Now, back to the U.S. Marshals' highly idiotic move. Yeah, that was pretty stupid of you, we're not gonna lie, but we've all been there before. It's a button that should come with an "Are You Sure?" message notification that forces you to confirm your decision to reply all. Just to prove how easy it is to make the dreaded reply-all mistake, we've rounded up some of the most epic reply-all fails of all time. So don't feel too bad, government.

NYU Student Reply-All Fail

In what has been dubbed "Reply-Allpocalypse 2012," "The Day NYU Broke," and "Will Everyone Please Just Shut Up," an NYU sophomore accidentally replied all to an email sent to 39,979 students reminding them to fill out tax forms.

What followed was pure chaos. When the students realized that any one of them can reply all, one by one they started to flood the thread with Nicolas Cage pictures and poignantly pointless questions like "Would you rather fight 100 duck-sized horses or one horse-sized duck?" and "Does anybody want to be my friend?"

Microsoft Exec Reply-All Fail

How many of us have aunts or uncles who have unwittingly committed the reply-all crime when they were just trying to participate? Well this middle-aged white Microsoft exec is probably someone's uncle. When the company's CEO sent a company-wide announcement that he was retiring, Managing Director and Founder of Microsoft Research Roy Levin replied all, like a boss. It could have been a lot worse, though; thankfully, his response was brief and vague.

Brown University Reply-All Fail

Last June, following NYU's legendary reply-all fiasco, Brown saw its own reply-all fail. An errant bulletin from the University Scheduling Office was sent to the school's entire alumni network.

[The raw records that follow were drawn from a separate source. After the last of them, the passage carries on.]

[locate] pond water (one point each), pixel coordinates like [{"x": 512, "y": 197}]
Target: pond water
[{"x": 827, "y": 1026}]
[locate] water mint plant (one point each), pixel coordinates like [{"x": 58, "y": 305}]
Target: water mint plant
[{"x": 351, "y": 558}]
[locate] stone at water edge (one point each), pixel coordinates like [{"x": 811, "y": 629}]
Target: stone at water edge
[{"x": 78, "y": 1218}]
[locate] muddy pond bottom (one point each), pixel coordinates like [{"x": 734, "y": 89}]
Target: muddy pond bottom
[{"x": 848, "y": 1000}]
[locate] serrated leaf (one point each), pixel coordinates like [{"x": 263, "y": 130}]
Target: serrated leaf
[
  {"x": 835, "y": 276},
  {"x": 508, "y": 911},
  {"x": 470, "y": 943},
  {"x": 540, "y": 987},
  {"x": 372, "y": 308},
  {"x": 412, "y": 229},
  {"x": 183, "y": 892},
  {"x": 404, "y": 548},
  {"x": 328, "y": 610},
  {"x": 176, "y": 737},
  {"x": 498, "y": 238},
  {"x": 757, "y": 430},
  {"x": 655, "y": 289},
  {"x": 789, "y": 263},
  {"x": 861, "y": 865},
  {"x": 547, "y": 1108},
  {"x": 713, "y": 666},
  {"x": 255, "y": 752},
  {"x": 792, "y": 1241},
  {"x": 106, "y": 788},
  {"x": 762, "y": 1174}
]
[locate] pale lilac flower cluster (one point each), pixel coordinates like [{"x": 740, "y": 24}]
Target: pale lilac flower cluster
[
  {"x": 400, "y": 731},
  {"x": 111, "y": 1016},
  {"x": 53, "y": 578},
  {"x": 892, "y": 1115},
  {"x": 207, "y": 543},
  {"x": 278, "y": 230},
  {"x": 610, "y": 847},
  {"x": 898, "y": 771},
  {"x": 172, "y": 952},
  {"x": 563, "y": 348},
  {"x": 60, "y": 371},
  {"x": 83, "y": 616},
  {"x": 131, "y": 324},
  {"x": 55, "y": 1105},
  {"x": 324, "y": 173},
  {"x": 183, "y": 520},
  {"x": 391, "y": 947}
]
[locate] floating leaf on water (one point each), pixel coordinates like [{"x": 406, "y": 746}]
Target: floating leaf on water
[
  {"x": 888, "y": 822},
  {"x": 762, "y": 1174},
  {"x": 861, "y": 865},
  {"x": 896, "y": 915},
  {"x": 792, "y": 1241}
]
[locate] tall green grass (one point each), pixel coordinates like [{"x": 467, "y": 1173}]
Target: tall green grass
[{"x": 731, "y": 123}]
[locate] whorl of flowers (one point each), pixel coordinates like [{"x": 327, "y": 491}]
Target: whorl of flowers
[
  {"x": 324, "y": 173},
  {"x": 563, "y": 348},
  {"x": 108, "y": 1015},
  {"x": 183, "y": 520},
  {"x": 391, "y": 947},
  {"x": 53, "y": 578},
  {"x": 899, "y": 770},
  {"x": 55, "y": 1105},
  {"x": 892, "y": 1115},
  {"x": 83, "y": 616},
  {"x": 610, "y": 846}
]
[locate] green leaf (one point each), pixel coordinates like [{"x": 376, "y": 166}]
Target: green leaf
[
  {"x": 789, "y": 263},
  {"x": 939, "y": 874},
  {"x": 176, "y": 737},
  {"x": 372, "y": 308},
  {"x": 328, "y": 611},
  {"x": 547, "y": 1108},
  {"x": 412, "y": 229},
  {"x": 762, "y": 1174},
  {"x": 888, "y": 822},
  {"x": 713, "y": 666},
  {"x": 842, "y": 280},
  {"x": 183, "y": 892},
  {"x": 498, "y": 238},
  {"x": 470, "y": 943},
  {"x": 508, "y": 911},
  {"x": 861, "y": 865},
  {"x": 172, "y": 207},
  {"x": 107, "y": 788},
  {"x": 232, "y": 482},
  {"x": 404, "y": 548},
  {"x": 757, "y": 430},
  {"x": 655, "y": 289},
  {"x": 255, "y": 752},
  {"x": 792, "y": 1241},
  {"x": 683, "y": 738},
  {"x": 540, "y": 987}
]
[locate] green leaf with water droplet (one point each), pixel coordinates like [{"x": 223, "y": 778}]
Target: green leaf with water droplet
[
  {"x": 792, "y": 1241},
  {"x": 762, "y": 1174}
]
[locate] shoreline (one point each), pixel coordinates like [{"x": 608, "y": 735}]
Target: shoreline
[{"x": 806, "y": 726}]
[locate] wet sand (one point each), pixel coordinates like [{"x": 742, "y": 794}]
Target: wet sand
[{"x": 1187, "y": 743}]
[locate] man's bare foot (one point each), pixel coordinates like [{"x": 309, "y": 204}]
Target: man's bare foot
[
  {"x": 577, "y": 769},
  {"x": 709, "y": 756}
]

While most of the alumni sent the usual "Please stop replying all" and "Take me off this list" responses, some took advantage of having access to thousands of people and used them as sounding boards. One person asked, "Does anybody know a nice restaurant in the Virginia area? Driving through with my cat and two birds this evening and like Italian food." The conclusion is that NYU students seem more fun than Brown students.